Performance targets are evaluated using the “SMART” method, which evaluates whether targets are:
- Specific. The performance is explicitly described.
- Measurable. Progress towards the target can be monitored in a consistent manner.
- Achievable. The target considers past performance, expected changes in demand, available resources and other considerations that make it realistic.
- Relevant (also referenced as results-oriented). The target should be meaningful to the agency and drive the right outcomes.
- Time-related (also referenced as timely or time-bound). There is a stated timeframe for achieving the target.
The Nevada DOT recognized that although performance measures were being reported regularly, they were not driving agency policies or decisions. The assessment evaluated the performance measures being used in each of the five key performance areas shown in the figure as well as the organizational culture to support performance management.
The study recommended improvements to emphasize the importance of messaging in order to advance the agency’s performance management culture, extend the performance culture beyond the headquarters office to field staff, and develop job performance plans emphasizing accountability at the division, office and unit levels. The study also recommended the periodic review of performance measures to ensure their continued relevance to agency business processes.
Nevada DOT’s five key performance areas and measures
Source: Nevada DOT. 2017. Adapting a Culture for Performance Management at the Nevada Department of Transportation.
In simple terms, benchmarking is a process of comparing performance and practice among similar organizations as part of an agency’s continuous improvement activities. Benchmarking provides an opportunity to learn about approaches used by high-performing organizations to uncover noteworthy practices, inform target-setting activities, or to foster innovation and improvement within an agency. Benchmarking should focus on improvement and lessons learned rather than as a way to penalize underperformers.
As mentioned in Chapter 1, AASHTO has developed a comparative benchmarking tool for enabling state DOTs to compare performance outcomes and practices with peer agencies as part of their continuous improvement activities (http://benchmarking.tpm-portal.com/). This includes a peer selection tool, so agencies can compare practices to peers with similar characteristics. It also features a performance comparison tool with a number of chart options enabling agencies to compare results. For instance, an agency may elect to compare pavement smoothness characteristics with a neighboring state. There is also a portal to facilitate the exchange of practices among registered DOT users through a Notable Practice Narrative.
An example from the AASHTO TPM Portal showing a comparison of bridge deck percentage determined to be structurally deficient is shown in Figure 6.2. Similar comparisons are available for safety, environmental, and non-motorized (bicycle and pedestrian) performance measures. For transit agencies, Transit Cooperative Research Program (TCRP) Report 141, A Methodology for Performance Measurement and Peer Comparison in the Public Transportation Agency, provides specific guidance for comparing performance with other agencies.

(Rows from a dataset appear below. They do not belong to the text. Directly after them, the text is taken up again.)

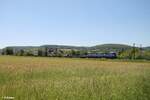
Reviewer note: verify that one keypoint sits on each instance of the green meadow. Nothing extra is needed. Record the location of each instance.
(43, 78)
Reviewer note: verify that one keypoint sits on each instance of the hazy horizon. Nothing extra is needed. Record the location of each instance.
(74, 22)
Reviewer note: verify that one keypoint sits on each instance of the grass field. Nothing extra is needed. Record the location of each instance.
(35, 78)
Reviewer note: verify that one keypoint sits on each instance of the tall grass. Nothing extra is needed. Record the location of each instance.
(35, 78)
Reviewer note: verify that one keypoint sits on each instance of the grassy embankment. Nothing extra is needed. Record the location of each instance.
(37, 78)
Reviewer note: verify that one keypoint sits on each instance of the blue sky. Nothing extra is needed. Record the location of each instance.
(74, 22)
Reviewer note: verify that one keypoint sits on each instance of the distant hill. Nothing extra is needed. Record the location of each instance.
(111, 47)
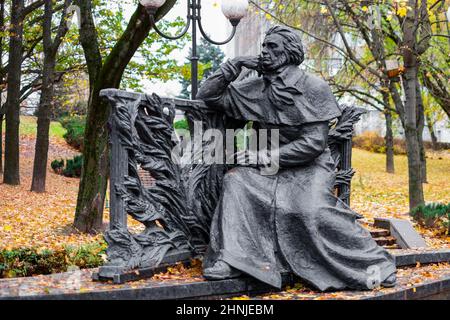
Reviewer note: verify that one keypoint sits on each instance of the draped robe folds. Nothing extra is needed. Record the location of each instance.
(291, 220)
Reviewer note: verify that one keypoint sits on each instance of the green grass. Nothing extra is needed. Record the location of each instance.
(28, 126)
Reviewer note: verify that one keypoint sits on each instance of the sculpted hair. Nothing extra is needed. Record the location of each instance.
(292, 43)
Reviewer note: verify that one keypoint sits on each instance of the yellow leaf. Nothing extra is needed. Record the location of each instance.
(402, 11)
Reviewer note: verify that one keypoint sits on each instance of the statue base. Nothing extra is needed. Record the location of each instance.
(120, 275)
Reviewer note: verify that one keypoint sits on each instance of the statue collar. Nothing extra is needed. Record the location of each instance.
(289, 75)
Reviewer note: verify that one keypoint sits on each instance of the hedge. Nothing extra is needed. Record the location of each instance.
(25, 262)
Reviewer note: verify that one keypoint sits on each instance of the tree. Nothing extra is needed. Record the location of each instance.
(11, 174)
(2, 29)
(407, 37)
(51, 47)
(103, 74)
(19, 12)
(210, 59)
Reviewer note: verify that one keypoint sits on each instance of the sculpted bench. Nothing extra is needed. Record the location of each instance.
(173, 202)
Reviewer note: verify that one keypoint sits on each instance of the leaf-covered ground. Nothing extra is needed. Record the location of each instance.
(44, 220)
(77, 281)
(376, 193)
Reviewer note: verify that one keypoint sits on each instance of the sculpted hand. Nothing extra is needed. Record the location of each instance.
(250, 62)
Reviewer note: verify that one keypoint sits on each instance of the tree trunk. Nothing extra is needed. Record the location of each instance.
(420, 127)
(2, 26)
(1, 138)
(390, 167)
(11, 173)
(416, 196)
(43, 123)
(434, 142)
(95, 173)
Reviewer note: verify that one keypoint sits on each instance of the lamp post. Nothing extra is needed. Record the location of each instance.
(234, 11)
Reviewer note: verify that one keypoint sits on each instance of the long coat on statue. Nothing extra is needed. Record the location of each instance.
(289, 221)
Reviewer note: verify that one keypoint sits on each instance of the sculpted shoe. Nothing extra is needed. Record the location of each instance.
(220, 271)
(390, 282)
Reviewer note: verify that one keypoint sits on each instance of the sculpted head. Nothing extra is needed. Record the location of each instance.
(281, 47)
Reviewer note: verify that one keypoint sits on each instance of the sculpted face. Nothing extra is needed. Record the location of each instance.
(273, 53)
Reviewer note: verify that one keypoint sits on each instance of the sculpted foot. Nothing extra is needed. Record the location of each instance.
(221, 270)
(390, 282)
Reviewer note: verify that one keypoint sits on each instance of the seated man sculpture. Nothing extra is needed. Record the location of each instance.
(290, 221)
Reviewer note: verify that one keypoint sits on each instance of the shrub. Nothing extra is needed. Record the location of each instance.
(75, 127)
(72, 169)
(58, 166)
(434, 215)
(32, 261)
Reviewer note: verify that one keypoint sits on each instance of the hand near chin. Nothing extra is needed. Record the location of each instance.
(250, 62)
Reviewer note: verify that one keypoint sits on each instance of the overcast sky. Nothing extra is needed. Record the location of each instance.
(214, 23)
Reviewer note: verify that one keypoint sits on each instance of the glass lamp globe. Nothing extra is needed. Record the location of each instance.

Figure 6.2 Example Performance Comparison from the AASHTO TPM Portal
Source: TPM Portal. 2019. http://benchmarking.tpm-portal.com/compare/bridge-condition/deficient-bridges
Internationally, ISO standards include the conduct of periodic internal audits to help an agency evaluate whether its asset management program and components meet the agency’s needs, adhere to best practices and are being used to support decisions. In addition, agencies use auditing for service providers to confirm contract compliance in situations where road network maintenance and management activities have been outsourced.